Extended Data Fig. 9. PARP1 activity is required to promote DNA repair and cell survival upon DNA damage.

a, HeLa cells were depleted of CycT1 and reconstituted with WT or Mut2 CycT1. Cell viability was measured before or after the exposure to the indicated doses of UV. The error bars indicate mean ± s.d. with n = 3 biologically independent samples. b, Control or AZD2281-treated HeLa cells depleted of CycT1 and reconstituted with WT or Mut2 CycT1 were either mock treated or treated with IR (5Gy) and allowed to recover for the indicated time periods. WCE was examined by WB to detect γH2AX and actin. c, Control or AZD2281-treated HeLa cells depleted of CycT1 and reconstituted with WT or Mut2 CycT1 were analyzed by immunofluorescence staining at 12 hr after IR (5Gy) treatment with the anti-γH2AX antibody. DNA was counterstained by DAPI. Scale bar = 10 μM. Right: Quantification of the number of γH2AX foci per cell. Red lines indicate the mean γH2AX foci in each cell populations. n represents the number of cells examined in a representative assay out of 3 independent experiments: CycT1-WT-DMSO (n=148), CycT1-WT-AZD2281 (n=110), CycT1-Mut2-DMSO (n=138), CycT1-Mut2-AZD2281 (n=110). All Western blots are representative of three independent experiments. Gel source data are available online.

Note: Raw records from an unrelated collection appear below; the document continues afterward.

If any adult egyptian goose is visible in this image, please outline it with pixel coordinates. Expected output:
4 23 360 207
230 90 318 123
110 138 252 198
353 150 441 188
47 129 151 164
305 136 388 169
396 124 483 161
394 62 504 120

Extended Data Fig. 10. A working model.

A model illustrating how the PARP1-CycT1 signaling pathway senses base lesions or strand breaks caused by certain DNA damaging agents and induces CycT1 PARylation to inhibit P-TEFb phase separation and P-TEFb-dependent Pol II elongation.

Data availability

Source data are provided with this study. The raw sequencing data generated in this study have been deposited in the Genome Sequence Archive of The National Genomics Data Center, China National Center for Bioinformation / Beijing Institute of Genomics, Chinese Academy of Sciences (accession number: HRA000946) that are publicly accessible at https://ngdc.cncb.ac.cn/gsa-human. Mass spectrometry data have been deposited in ProteomeXchange with the dataset identifier PXD031109. All other data supporting the findings of this study are available from the corresponding author on reasonable request.